Here's an interesting idea that could explain some of the more puzzling features of our universe.

Cosmologists have long found evidence that the universe began in a big bang event and then expanded equally in all directions to become the cosmos we see today. They can see that distant galaxies are moving away from us, suggesting that the universe is expanding, and they can even see the echo of the big bang that caused this expansion.

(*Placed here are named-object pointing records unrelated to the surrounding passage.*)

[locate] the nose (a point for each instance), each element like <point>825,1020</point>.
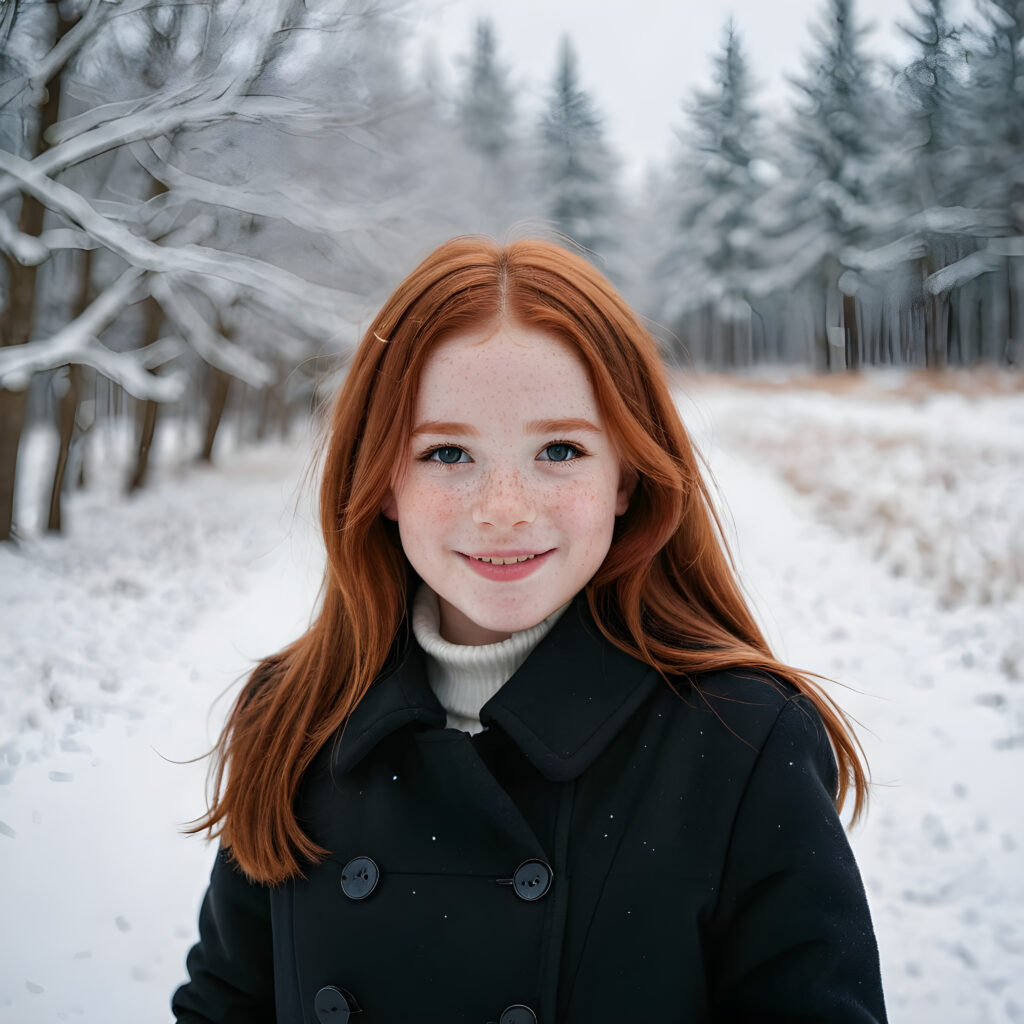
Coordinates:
<point>504,500</point>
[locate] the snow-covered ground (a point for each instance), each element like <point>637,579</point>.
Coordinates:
<point>879,538</point>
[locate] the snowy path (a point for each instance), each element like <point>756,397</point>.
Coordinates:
<point>119,638</point>
<point>942,849</point>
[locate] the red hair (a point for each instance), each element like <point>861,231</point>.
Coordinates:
<point>666,592</point>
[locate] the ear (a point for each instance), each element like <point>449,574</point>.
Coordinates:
<point>627,484</point>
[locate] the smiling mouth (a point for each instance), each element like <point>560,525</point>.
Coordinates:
<point>502,561</point>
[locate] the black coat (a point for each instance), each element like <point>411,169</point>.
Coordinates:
<point>606,851</point>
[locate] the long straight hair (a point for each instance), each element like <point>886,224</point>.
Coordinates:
<point>666,593</point>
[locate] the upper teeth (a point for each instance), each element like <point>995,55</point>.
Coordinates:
<point>505,561</point>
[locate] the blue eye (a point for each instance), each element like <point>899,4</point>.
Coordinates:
<point>559,452</point>
<point>449,455</point>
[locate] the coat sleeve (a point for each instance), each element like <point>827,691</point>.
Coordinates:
<point>230,968</point>
<point>793,935</point>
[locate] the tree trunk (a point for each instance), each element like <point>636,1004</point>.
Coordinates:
<point>218,396</point>
<point>853,359</point>
<point>147,427</point>
<point>67,409</point>
<point>17,320</point>
<point>11,420</point>
<point>147,420</point>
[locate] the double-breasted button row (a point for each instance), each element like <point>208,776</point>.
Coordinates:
<point>530,882</point>
<point>334,1006</point>
<point>517,1014</point>
<point>358,878</point>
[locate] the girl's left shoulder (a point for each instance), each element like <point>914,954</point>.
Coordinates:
<point>745,717</point>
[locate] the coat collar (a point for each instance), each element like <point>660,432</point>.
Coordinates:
<point>562,708</point>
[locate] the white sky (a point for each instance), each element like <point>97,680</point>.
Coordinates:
<point>640,58</point>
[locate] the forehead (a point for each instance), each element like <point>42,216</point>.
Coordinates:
<point>502,372</point>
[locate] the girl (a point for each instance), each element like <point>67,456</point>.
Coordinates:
<point>534,760</point>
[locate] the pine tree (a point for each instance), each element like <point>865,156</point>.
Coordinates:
<point>719,181</point>
<point>846,179</point>
<point>932,83</point>
<point>486,111</point>
<point>577,167</point>
<point>993,132</point>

That this echo seems evenly distributed around us has helped to back up the idea that we live in an ordinary part of the Universe that is more or less the same as every other part.

Neat and simple!

But in recent years, a number of strange observations have begun to make cosmologists think again. First, they've discovered that the universe is not just expanding but accelerating away form us. The evidence comes from observations of distant supernovas. And second, they've found that a closer examination of the echo of the big bang shows that it isn't evenly distributed at all but stronger in some directions than in others, the so-called Axis of Evil.

Nobody has come up for a satisfactory explanation of these observations, which leaves physicists in a bind. Not least because the observations imply that the universe is not more or less the same everywhere, that there are preferred directions and that the laws of physics may be different elsewhere in ways that are hard ot imagine and even more difficult to measure.

That's not so neat and not so simple.

Today, however, Edmund Schluessel at Cardiff University in Wales says that gravitational waves can explain all these observations. These are waves in the fabric of spacetime created by momentous events such as the collision of black holes and even the big bang itself.